Roma, 19 agosto 1937 - XV

Il signor Conde mi ha comunicato di aver ricevuto istruzioni dal Governo di Salamanca di farci presente il contegno sfuggente e comunque poco amichevole tenuto da Vienna nei confronti del Generale Franco. Anche a prescindere dall'atteggiamento del Rappresentante austriaco nel Comitato di Non Intervento, che si è mostrato spesso non soltanto freddo ma addirittura ostile alla Spagna Nazionale e asservito completamente all'Inghilterra, anche il Governo austriaco ha sempre evitato di compiere un qualsiasi gesto che potesse significare simpatia e solidarietà con i nazionali.

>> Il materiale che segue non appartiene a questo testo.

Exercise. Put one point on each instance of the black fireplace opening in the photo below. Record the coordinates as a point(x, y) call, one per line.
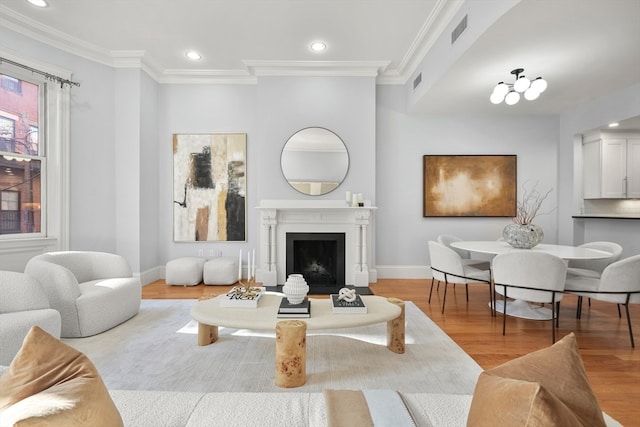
point(319, 257)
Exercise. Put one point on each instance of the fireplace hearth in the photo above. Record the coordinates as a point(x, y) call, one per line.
point(281, 217)
point(319, 257)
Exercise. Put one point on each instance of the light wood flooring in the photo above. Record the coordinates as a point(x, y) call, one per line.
point(612, 365)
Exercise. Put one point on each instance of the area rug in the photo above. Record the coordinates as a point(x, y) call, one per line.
point(157, 350)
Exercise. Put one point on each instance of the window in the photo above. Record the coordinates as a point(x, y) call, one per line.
point(11, 84)
point(34, 158)
point(9, 211)
point(21, 156)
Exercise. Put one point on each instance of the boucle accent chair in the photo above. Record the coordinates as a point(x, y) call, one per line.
point(93, 291)
point(23, 304)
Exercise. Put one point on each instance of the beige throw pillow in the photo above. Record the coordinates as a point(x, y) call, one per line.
point(548, 387)
point(50, 383)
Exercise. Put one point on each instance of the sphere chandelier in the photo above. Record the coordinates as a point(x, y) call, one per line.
point(510, 93)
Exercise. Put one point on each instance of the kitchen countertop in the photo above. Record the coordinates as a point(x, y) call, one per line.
point(608, 216)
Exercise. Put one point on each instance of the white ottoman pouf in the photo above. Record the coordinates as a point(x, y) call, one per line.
point(221, 271)
point(185, 271)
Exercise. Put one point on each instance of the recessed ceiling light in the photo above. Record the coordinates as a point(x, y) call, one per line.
point(193, 55)
point(39, 3)
point(318, 46)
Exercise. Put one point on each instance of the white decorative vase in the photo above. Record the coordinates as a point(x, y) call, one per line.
point(295, 288)
point(522, 236)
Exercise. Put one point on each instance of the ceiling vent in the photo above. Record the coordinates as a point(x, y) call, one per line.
point(417, 81)
point(457, 32)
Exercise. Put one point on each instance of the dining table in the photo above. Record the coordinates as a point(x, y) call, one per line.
point(521, 308)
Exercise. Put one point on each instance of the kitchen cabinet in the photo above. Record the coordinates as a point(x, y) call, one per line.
point(611, 167)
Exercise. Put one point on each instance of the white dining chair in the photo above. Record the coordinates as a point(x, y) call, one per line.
point(447, 266)
point(531, 276)
point(447, 239)
point(618, 284)
point(594, 267)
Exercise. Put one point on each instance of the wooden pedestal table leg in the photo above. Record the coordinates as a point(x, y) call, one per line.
point(291, 353)
point(207, 334)
point(395, 329)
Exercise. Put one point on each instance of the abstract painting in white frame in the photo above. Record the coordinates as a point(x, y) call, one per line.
point(209, 187)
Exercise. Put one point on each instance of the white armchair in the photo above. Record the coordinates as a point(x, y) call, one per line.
point(93, 291)
point(594, 267)
point(530, 276)
point(618, 284)
point(23, 304)
point(447, 266)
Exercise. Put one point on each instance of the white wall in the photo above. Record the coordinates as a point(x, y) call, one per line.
point(402, 140)
point(269, 113)
point(616, 106)
point(385, 145)
point(202, 109)
point(149, 174)
point(344, 105)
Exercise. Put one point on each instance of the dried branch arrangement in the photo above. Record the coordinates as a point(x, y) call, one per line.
point(527, 209)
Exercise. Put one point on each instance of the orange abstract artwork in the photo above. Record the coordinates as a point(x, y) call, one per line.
point(473, 185)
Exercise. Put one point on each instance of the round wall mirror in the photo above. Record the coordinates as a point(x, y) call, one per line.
point(314, 161)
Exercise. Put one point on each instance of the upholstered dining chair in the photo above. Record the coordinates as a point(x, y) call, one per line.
point(530, 276)
point(594, 267)
point(447, 239)
point(618, 284)
point(447, 266)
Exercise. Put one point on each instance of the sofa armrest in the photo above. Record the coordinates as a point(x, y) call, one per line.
point(20, 292)
point(58, 282)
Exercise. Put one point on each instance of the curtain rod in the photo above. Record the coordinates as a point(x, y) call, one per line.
point(48, 76)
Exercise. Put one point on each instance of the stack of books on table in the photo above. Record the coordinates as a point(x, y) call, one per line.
point(240, 296)
point(344, 307)
point(301, 310)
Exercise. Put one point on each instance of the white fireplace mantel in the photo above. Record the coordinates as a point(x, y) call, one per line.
point(279, 217)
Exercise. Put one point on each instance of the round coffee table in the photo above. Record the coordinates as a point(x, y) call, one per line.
point(291, 333)
point(210, 314)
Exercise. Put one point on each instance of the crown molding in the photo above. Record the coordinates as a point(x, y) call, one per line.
point(432, 28)
point(317, 68)
point(19, 57)
point(50, 36)
point(440, 17)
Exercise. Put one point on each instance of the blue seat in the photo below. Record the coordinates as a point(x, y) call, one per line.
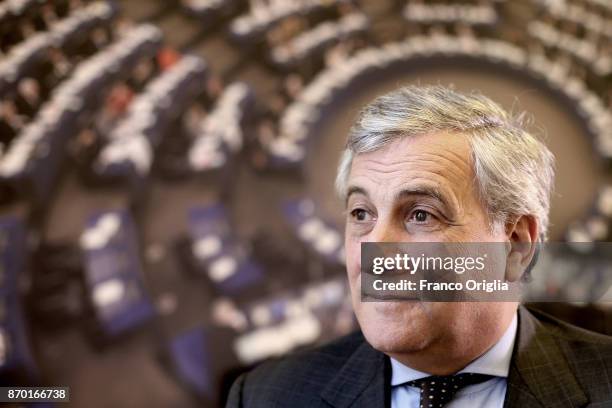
point(18, 358)
point(217, 253)
point(113, 273)
point(191, 361)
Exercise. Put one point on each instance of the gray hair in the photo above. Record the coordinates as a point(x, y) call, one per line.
point(514, 170)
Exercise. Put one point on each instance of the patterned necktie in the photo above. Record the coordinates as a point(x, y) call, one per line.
point(437, 391)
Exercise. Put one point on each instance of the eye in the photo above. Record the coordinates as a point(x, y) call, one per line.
point(359, 214)
point(420, 216)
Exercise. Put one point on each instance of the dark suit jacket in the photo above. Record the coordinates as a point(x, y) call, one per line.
point(554, 365)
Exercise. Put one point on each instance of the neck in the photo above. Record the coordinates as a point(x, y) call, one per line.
point(449, 356)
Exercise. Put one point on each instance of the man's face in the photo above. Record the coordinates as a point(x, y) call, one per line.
point(417, 189)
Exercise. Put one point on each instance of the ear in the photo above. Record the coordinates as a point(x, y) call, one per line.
point(522, 236)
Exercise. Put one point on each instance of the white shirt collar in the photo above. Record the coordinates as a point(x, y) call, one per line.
point(495, 362)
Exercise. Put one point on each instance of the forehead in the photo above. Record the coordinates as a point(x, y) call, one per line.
point(440, 160)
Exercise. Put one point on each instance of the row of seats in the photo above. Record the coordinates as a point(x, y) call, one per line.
point(20, 18)
point(23, 60)
point(289, 148)
point(597, 226)
point(582, 50)
point(209, 9)
point(218, 254)
point(598, 24)
point(315, 40)
point(480, 14)
point(16, 358)
point(263, 15)
point(221, 132)
point(113, 274)
point(319, 234)
point(201, 356)
point(132, 142)
point(35, 155)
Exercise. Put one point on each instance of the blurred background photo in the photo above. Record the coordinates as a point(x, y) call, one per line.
point(167, 212)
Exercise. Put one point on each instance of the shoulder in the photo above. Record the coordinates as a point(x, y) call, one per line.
point(301, 376)
point(311, 367)
point(586, 351)
point(565, 332)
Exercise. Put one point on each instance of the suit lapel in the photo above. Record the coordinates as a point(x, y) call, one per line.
point(362, 381)
point(540, 375)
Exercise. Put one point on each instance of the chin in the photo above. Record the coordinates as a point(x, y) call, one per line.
point(394, 327)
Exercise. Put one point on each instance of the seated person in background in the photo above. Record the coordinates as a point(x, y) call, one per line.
point(428, 164)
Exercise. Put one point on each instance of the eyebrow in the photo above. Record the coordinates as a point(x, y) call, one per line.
point(427, 191)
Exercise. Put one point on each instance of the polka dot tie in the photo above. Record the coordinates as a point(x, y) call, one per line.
point(438, 391)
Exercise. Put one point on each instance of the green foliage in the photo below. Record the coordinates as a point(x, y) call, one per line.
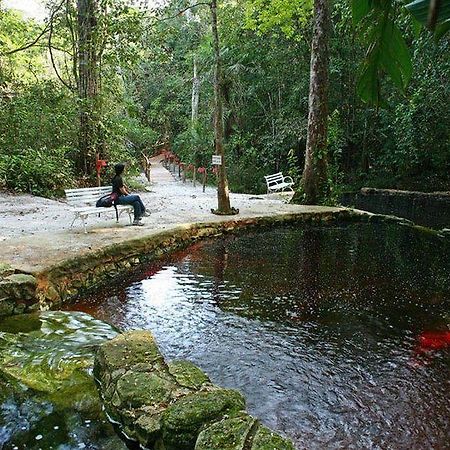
point(40, 172)
point(387, 49)
point(420, 10)
point(284, 15)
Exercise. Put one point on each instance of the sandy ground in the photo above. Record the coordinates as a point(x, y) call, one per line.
point(35, 232)
point(169, 200)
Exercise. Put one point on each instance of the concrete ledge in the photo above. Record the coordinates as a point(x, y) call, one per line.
point(80, 270)
point(173, 406)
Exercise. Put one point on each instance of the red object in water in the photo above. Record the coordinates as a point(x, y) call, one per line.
point(433, 340)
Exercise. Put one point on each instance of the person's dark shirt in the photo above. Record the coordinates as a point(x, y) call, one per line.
point(117, 184)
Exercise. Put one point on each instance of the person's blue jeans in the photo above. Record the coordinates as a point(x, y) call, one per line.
point(135, 201)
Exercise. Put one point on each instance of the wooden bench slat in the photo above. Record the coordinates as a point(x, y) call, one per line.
point(278, 182)
point(82, 202)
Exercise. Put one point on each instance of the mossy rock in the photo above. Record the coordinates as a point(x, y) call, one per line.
point(148, 429)
point(126, 351)
point(5, 270)
point(136, 389)
point(228, 434)
point(18, 286)
point(266, 439)
point(6, 307)
point(184, 419)
point(188, 375)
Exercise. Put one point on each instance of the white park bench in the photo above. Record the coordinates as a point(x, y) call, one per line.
point(277, 182)
point(82, 203)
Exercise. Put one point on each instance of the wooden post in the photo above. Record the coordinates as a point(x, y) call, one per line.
point(205, 177)
point(97, 158)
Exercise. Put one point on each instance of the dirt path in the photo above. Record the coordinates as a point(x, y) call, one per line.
point(169, 200)
point(35, 232)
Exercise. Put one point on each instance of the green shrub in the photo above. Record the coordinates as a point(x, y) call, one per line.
point(44, 172)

Il Generale Franco si rivolge pertanto a noi per pregarci d'intervenire a Vienna e far sapere che una maggiore simpatia per la Spagna Nazionale sarebbe molto opportuna. I desiderata spagnoli sono i seguenti: - se possibile, riconoscimento pieno del Governo franchista; se no, riconoscimento della belligeranza; infine, qualora nemmeno ciò possa venire concesso, l'accettazione di un agente ufficioso franchista, cosí come di recente ha fatto anche la Svizzera. Un analogo passo viene compiuto contemporaneamente dall'Ambasciatore di Spagna a Berlino.
Ho assicurato Conde che non avrei mancato di svolgere una opportuna azione a Vienna, affinché i desideri del Generalissimo vengano, per quanto possibile, accolti dal Governo austriaco.